In our second reading, St Paul is talking to the Corinthians.  The Corinthian church had many talented members, but they came from very different backgrounds and they couldn’t agree on many things.  St Paul tells them that they really don’t understand what love is, then he describes it to them in 15 different ways – explaining what love is, and what it’s not. 

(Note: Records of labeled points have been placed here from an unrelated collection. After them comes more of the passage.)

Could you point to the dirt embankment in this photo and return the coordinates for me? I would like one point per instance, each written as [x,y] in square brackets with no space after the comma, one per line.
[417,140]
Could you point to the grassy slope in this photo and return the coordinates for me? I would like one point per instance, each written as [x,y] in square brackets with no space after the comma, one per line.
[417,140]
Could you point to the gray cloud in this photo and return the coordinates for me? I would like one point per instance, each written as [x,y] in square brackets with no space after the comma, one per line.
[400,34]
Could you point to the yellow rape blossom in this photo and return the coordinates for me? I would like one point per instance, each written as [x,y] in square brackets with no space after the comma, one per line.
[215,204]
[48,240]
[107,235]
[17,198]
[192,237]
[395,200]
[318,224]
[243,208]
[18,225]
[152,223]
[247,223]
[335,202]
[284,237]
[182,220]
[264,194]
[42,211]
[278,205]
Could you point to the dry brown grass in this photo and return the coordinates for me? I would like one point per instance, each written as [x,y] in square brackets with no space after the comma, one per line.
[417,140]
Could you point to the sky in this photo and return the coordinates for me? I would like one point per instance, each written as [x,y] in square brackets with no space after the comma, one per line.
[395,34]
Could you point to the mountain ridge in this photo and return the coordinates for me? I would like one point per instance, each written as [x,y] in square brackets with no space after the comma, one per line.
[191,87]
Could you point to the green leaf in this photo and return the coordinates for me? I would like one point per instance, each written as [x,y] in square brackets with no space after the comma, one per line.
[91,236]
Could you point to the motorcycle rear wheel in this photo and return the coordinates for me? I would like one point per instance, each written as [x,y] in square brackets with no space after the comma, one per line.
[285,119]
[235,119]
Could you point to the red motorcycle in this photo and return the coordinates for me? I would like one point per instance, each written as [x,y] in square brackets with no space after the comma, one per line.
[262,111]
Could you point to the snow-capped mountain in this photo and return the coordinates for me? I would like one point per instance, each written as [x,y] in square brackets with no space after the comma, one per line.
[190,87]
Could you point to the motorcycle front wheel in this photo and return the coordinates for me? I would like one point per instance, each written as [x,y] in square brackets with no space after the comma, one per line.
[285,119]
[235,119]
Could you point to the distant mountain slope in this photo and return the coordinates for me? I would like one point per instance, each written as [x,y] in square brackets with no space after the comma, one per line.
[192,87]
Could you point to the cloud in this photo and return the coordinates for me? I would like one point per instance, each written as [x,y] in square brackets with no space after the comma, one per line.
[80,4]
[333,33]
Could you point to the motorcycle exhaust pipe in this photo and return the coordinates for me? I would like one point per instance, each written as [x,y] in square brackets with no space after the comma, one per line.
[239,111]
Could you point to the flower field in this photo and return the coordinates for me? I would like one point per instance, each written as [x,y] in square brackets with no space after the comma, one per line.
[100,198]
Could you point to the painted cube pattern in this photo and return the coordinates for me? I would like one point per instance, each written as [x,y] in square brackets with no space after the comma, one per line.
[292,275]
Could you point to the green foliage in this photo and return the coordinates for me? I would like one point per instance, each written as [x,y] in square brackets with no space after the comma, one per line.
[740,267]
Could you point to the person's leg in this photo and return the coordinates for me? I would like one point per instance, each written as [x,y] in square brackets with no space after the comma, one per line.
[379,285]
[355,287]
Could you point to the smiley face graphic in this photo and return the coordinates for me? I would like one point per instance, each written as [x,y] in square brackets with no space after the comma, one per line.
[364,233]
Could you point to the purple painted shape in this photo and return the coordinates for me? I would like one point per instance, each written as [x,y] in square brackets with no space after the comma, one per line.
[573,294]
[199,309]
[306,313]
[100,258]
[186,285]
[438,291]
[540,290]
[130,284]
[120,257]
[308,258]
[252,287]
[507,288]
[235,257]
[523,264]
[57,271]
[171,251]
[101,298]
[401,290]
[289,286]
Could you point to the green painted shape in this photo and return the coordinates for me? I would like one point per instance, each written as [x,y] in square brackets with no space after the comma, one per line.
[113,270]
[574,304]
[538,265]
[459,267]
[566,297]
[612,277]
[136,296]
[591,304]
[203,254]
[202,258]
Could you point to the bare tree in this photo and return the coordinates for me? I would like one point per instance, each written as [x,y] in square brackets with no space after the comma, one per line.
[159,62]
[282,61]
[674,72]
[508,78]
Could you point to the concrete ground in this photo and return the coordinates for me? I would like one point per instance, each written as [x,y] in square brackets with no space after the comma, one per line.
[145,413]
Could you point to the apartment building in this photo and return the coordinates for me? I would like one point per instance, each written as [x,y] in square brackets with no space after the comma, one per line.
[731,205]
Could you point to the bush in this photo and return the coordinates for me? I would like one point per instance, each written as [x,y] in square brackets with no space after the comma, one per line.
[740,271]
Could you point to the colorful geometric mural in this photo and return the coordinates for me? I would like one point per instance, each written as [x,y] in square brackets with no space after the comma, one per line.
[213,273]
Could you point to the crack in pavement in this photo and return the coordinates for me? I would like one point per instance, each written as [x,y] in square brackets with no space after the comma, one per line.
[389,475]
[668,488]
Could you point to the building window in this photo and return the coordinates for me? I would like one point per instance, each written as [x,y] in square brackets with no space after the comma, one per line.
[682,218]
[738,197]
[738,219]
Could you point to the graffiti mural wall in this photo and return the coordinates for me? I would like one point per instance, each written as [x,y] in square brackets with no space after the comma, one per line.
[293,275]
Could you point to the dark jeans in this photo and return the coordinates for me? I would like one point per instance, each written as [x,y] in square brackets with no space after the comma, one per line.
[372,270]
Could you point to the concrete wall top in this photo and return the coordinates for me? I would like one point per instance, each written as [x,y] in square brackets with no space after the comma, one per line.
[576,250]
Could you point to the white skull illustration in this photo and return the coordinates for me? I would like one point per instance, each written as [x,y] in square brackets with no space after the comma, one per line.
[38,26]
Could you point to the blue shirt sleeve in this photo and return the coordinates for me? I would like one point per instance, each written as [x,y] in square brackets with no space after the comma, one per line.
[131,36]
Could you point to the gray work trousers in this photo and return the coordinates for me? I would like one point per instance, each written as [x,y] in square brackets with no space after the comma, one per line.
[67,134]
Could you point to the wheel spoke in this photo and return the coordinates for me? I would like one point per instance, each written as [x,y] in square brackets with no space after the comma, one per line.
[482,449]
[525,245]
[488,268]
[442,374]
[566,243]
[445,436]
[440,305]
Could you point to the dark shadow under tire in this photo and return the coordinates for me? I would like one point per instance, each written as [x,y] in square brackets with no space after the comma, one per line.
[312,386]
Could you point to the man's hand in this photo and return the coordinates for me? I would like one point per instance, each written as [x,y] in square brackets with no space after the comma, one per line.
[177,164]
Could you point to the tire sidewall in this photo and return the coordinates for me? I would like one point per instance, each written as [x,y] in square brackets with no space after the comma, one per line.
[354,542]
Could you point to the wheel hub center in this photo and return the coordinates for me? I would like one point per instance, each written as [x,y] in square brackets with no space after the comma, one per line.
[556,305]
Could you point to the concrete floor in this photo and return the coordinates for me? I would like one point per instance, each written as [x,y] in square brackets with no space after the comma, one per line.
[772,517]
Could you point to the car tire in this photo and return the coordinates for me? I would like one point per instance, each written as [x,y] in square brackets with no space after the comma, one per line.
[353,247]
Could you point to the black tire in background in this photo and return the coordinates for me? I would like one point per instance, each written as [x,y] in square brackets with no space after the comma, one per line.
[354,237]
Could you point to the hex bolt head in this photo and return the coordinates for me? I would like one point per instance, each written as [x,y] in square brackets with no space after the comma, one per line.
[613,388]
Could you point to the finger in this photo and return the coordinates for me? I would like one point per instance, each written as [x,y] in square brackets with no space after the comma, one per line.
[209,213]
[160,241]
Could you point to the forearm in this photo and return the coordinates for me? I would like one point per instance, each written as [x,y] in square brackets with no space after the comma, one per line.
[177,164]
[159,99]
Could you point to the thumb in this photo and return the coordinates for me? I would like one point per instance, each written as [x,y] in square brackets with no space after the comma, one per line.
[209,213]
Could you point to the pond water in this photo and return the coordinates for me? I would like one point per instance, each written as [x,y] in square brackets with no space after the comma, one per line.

He makes the point that genuine love isn’t just a feeling; it’s a decision, an act of the will.  Love may begin with an intense desire to be with someone, but it only lasts if we behave in ways that strengthen the relationship – like being patient, kind and trusting, and not being jealous, pompous or selfish. 

But the thing to remember is that love isn’t just a feeling.  It’s a decision. St Thomas Aquinas once said something similar – he said that love is in the mind, it’s in the will and in the decisions we make.  It’s not just a feeling.

St Paul adds that regardless of how talented we are, if we are without love, then we’re nothing.  Whenever we do something, if it’s without love, then it’s ultimately empty and worthless.

Then he says that there’s no point saying we love someone unless our actions match our words. We can say the right words about loving God and each other, but if we don’t show it in the way we live, then we’re really just noisy gongs and clanging cymbals.

And finally, St Paul says that when the time comes for us to go to heaven, the only thing that matters is love.  Everything else is left behind.

Blessed Mother Teresa knew this.  She described love as a one-way street, always moving away from the self in the direction of the other.  It’s the ultimate gift of ourselves to others.  When we stop giving we stop loving, when we stop loving we stop growing, and unless we grow we will never attain personal fulfilment; we will never open ourselves out to receive the life of God.  For it’s only through love that we encounter God. 

Some people say they love their music, their cars or their ice cream.  But this isn’t Christian love.  The essence of Christian love is the decision we make to sacrifice ourselves for the benefit of those we truly care about.

That’s what Jesus did, by choosing to die for us on the Cross. 

Christian love isn’t a feeling.  It’s a bold decision to sacrifice ourselves for someone else.